I have an application with a "BaseVisibilizer"  class that is base
class for two other classes:

class BaseVisibilizer(declarativeBase):
        __tablename__ = "base_visibilizers"
        _polymorphicIdentity = Column("polymorphic_identity", String(20),
key="polymorphicIdentity")
        __mapper_args__ = {
                'polymorphic_on': _polymorphicIdentity,
                'polymorphic_identity': None
        }

        def __init__(self):
                super(BaseVisibilizer, self).__init__()
---------------------------------

This is the base class for my User and UserGroup classes: both classes
can be used to control the visibility of certain items.

class UserGroup(BaseVisibilizer.BaseVisibilizer):
        __tablename__ = "user_groups"
        _id = Column("id", Integer,
ForeignKey(BaseVisibilizer.BaseVisibilizer.id), primary_key=True)

        __mapper_args__ = {
                'polymorphic_identity': 'UserGroup',
                'inherit_condition': _id == BaseVisibilizer.BaseVisibilizer._id,
        }
        
        _name = Column("name", String(50), nullable=False)

----------------------------

class User(BaseVisibilizer.BaseVisibilizer):
        __tablename__ = "users"
        _id = Column("id", Integer,
ForeignKey(BaseVisibilizer.BaseVisibilizer.id), primary_key=True)

        __mapper_args__ = {
                'polymorphic_identity': 'User',
                'inherit_condition': _id == BaseVisibilizer.BaseVisibilizer._id,
        }
        _firstName = Column("first_name", String(50), key="fistName")
        _lastName = Column("last_name", String(50), key="lastName")
        _userName = Column("user_name", String(50), unique=True, nullable=False)

------------------------------

In many of the other classes of my system I have a relationship that
can contain "BaseVisibilizers" (Users or UserGroups).

class Whatever(declarativeBase):
        allowedVisibilizers = relationship("BaseVisibilizer",
                secondary="intermediate_whatevers_to_base_visibilizers",
                collection_class=set)
-------------------------
So in the instances of Whatever, the set allowedVisibilizers can
contain instances of User of UserGroup (because both are
BaseVisibilizers). If the logged user or the UserGroup the logged user
belongs to is among the "allowedVisibilizers" , that user will be able
to access (or "see") that instance of Whatever.
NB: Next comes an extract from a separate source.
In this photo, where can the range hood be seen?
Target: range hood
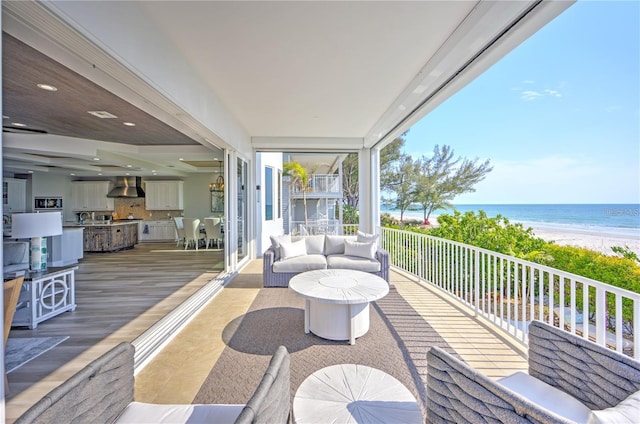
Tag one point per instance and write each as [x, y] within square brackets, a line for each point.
[127, 187]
At a certain point, I would like to create a method in the Whatever
class that would give me only the allowed visibilizers that are
actually a UserGroup (discarding the Users) but I haven't been able to
do it.

I've tried several things, but obviously, not the right one
(subqueries, joins of "allowedvisibilizers"...):

What I'd like is something like:
class Whatever(declarativeBase):
        [ . . . ]
        def getAllowedUserGroups(self):
                session = Database.Session()
                query = 
session.query(UserGroup.UserGroup).filter(UserGroup.UserGroup.in_(self.allowedVisibilizers))
                return query.all()

(but obviously, UserGroup is a class and doesn't have an in_)

Of course, I could always get all the "allowedVisibilizers" and remove
the Users from the returned value, but I was trying to make it a
little bit optimized than that and avoid unnecessary calls to the
database.

Any hint will be very appreciated. Thank you in advance!